Showing posts with label servanthood. Show all posts
Showing posts with label servanthood. Show all posts

Tuesday, November 13, 2007

Servanthood and Sweaty Feet


I come in from the shops and pour myself a big red plastic mug (which should have been put away with the camping stuff) full of water. My mouth, throat and insides feel better now but my feet are complaining. The soft, powdery dust of Africa works itself through my sandals like a fine talc but the result is not similar to a freshly powdered baby after his bath. No, the combination of heat, sweat, suede sandals and talcum-esque dust leaves my feet hot and slippery inside my shoes. Nope, I can't go on till I've balanced on one leg at a time and washed my feet in the sink in my bathroom.

This has me thinking about Jesus washing his disciples' feet.

I'm not planning to study this passage or dissect it or be at all academic and clever about it. I'm just musing. I'm not Mr. Barclay or Mr. Wright. I am Lisa: child-rearer, tea-maker, she who dances to The Monkees.

Jesus removed his outer garment and washed his friends feet more, we believe, to engage in an act of servanthood toward them, than simply to clean the sweat and dust from their feet. Mind you, their feet may well have needed the bath and maybe he was tired of the smell, which possibly gave him the idea. Who knows?
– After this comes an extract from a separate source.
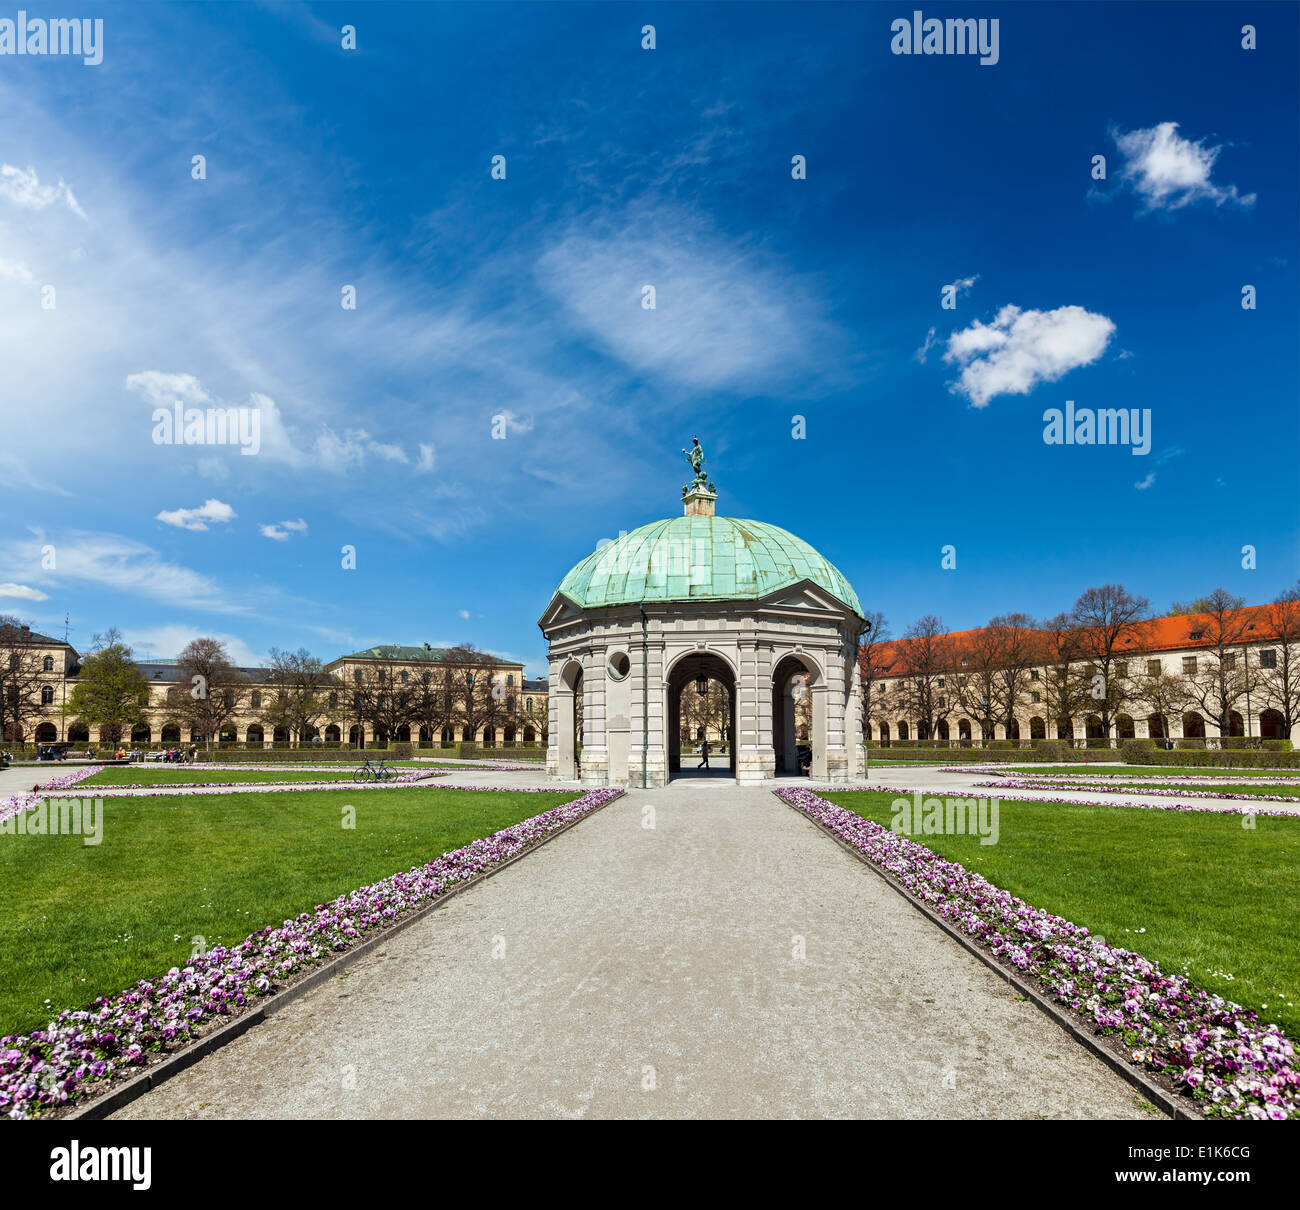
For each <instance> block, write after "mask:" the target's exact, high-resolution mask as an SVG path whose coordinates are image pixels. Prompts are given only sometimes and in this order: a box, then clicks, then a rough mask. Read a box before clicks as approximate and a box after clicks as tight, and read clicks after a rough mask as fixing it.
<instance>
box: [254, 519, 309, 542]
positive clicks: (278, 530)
mask: <svg viewBox="0 0 1300 1210" xmlns="http://www.w3.org/2000/svg"><path fill="white" fill-rule="evenodd" d="M259 530H260V533H261V535H263V537H264V538H270V539H272V541H273V542H287V541H289V539H290V538H291V537H292V535H294V534H304V533H307V522H305V521H304V520H303V519H302V517H299V519H298V520H296V521H278V522H272V524H270V525H261V526H259Z"/></svg>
But he bent low, took on the job of a servant, and dealt with their yuck.

Today we sometimes engage in foot washing in our communities of believers. We do it as a symbolic thing, a sign of serving each other. And it's a cool thing. Very cool.
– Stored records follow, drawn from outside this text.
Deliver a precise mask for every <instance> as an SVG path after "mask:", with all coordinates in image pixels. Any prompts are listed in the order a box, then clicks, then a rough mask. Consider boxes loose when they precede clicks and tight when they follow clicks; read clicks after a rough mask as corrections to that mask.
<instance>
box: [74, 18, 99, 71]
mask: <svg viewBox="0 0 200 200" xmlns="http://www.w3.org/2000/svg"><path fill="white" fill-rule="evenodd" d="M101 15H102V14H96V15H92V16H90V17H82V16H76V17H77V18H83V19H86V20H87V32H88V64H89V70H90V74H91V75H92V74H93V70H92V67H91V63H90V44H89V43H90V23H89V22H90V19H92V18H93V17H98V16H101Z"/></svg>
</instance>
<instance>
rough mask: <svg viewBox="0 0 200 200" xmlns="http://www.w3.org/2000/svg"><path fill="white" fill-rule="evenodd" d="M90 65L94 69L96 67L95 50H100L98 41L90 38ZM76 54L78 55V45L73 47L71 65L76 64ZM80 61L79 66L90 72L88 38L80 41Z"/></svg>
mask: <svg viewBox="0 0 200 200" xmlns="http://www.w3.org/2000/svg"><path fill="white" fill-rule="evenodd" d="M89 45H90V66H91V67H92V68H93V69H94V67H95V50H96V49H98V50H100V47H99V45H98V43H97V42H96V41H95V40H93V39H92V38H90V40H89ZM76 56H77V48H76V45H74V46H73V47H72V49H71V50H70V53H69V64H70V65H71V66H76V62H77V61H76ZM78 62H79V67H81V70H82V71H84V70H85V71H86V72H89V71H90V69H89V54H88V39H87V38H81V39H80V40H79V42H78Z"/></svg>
But I was just wondering about this symbol out of its context. Jesus did it IN the context that it was a normal, every day service that servants performed. If you arrived at your friends house, their servant came and washed your feet because it was dusty and hot and you walked through the heat and dust to get there. It was an act of hospitality to make you more comfortable, in the same way that we say, "Can I get you something to drink?"

Only offering a person a drink doesn't require me to do anything potentially gross as an act of service for my visitor, does it? And washing someone's feet, (for the most part) is not the same in the neatly paved West as it was all those years ago.

So as I stood there washing my feet under the cool water, I wondered what would be a closer sign of servanthood that we could offer each other.

It's not our culture to all have servants so we do the lowly jobs ourselves, or have city workers who do them. My culturally adapted versions of foot washing include these:

Flossing teeth
Cleaning toilets
Sorting the trash for recycling
Taking the trash out and washing the rubbish bins afterwards

I wonder about Jesus showing up and setting about to clean our toilets or take out our trash. I picture him washing down the sides of the bins afterwards and then grinning at me as he puts them back in their places (recycle, compost, throw) in the kitchen.

It feels base and almost wrong to picture him that way.

Must have felt the same to his disciples.